To use tools that extend beyond the basic functionalities of Python programming, packages must first be imported to enable their use in each Google Colab environment. Each package is a container of modules.

For this computational workflow, the following packages were used:


*   numpy: A fundamental package for scientific computing with Python, primarly used for the manipulation of arrays
*   pandas: A fundamental package for data analysis and manipulation
*   cimcb: A package for the statistical analysis of untargeted and targeted metabolomics data
*   matplotlib.pyplot: A package mainly used for interactive plots and simple cases of programmatic plot generation
*   seaborn: A package that provides a high-level interface for drawing attractive and informative statistical graphics
*   sklearn: A fundamental package containing tools for machine learning
  *   train_test_split: A method to split arrays into training and test subsets






In [31]:
import numpy as np
import pandas as pd
import matplotlib.pyplot as plt
import seaborn as sns

from sklearn.model_selection import train_test_split

import cimcb as cb

print('All packages successfully loaded')

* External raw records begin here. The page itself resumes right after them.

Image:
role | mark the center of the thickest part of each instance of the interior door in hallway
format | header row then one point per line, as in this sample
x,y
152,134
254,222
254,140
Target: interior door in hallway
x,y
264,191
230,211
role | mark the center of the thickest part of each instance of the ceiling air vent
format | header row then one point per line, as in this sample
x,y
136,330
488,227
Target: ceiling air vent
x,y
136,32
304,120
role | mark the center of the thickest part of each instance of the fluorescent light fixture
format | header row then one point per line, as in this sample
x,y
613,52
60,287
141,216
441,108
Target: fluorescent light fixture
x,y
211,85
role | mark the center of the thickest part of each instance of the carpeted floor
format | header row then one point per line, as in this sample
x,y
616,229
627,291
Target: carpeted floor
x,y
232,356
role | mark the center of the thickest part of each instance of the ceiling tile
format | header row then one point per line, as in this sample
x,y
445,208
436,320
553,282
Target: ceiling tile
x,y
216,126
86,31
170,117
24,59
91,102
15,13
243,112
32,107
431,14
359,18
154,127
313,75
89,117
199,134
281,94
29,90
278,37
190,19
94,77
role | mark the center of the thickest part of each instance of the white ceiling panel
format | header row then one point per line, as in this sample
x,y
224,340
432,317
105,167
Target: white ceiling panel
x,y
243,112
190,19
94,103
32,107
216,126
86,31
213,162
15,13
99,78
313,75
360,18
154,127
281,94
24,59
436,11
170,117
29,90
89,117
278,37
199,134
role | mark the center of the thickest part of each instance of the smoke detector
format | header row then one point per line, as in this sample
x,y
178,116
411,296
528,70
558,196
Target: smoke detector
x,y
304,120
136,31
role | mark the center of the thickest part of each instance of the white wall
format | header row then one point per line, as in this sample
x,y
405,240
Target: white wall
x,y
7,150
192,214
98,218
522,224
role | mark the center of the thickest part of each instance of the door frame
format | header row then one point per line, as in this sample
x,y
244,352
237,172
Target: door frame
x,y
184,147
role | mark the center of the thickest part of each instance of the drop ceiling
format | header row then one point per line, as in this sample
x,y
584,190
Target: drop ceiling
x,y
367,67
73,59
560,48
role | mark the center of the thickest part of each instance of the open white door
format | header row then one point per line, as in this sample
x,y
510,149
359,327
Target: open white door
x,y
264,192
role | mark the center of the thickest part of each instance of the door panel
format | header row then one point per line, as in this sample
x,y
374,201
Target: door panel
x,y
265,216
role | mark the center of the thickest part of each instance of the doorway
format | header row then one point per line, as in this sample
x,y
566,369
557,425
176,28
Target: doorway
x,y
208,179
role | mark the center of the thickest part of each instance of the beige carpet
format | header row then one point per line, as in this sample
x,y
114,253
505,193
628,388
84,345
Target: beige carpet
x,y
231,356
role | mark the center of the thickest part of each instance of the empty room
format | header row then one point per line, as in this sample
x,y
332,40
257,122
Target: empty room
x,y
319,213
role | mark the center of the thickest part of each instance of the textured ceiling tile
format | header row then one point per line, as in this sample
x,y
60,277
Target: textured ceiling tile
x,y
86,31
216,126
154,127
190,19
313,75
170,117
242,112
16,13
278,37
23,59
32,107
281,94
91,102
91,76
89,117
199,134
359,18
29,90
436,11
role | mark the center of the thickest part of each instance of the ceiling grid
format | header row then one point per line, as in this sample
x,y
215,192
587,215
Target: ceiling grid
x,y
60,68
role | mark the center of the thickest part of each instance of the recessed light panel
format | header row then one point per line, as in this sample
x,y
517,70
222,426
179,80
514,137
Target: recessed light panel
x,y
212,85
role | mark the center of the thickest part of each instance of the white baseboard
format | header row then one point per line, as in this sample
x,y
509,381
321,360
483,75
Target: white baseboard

All packages successfully loaded


In order to  reproducibility of the workflow, random seeds are set.

*   seed_split: Seed the generator using an integer value e.g. 42 (default = None ; no seed set)

This seed is used to mainatin duplicability in the way the data is divided when the train and test set are generated.

*  seed_init: seed the generator using an integer value e.g. 42 (default = None ; no seed set)

This seed is used to maintain duplicability in the way the intial weights are drawn from a truncated normal distribution when the neural network is first compiled.

In [32]:
seed_split = 100
seed_init = 4
# seed_split = None
# seed_init = None

# Section 2 - Load Data & Peak Sheet

To upload the dataset to the Google Colab notebook environment, an upload widget was used.

In [None]:
from google.colab import files

uploaded = files.upload()

The helper function load_dataXL loads the two data sheets from the Excel file 'Data and Peak sheet_Test.xlsx'. Provided the dataset adheres to the standardised TidyData framework format, load_dataXL() outputs the data sheets from the uploaded Excel file as individual Pandas DataFrames.

In [None]:
# The path to the input file (Excel spreadsheet)
filename = 'Data and Peak sheet_Test.xlsx'

# Load Peak and Data tables into two variables
dataTable, peakTable = cb.utils.load_dataXL(filename, DataSheet='Data', PeakSheet='Peaks')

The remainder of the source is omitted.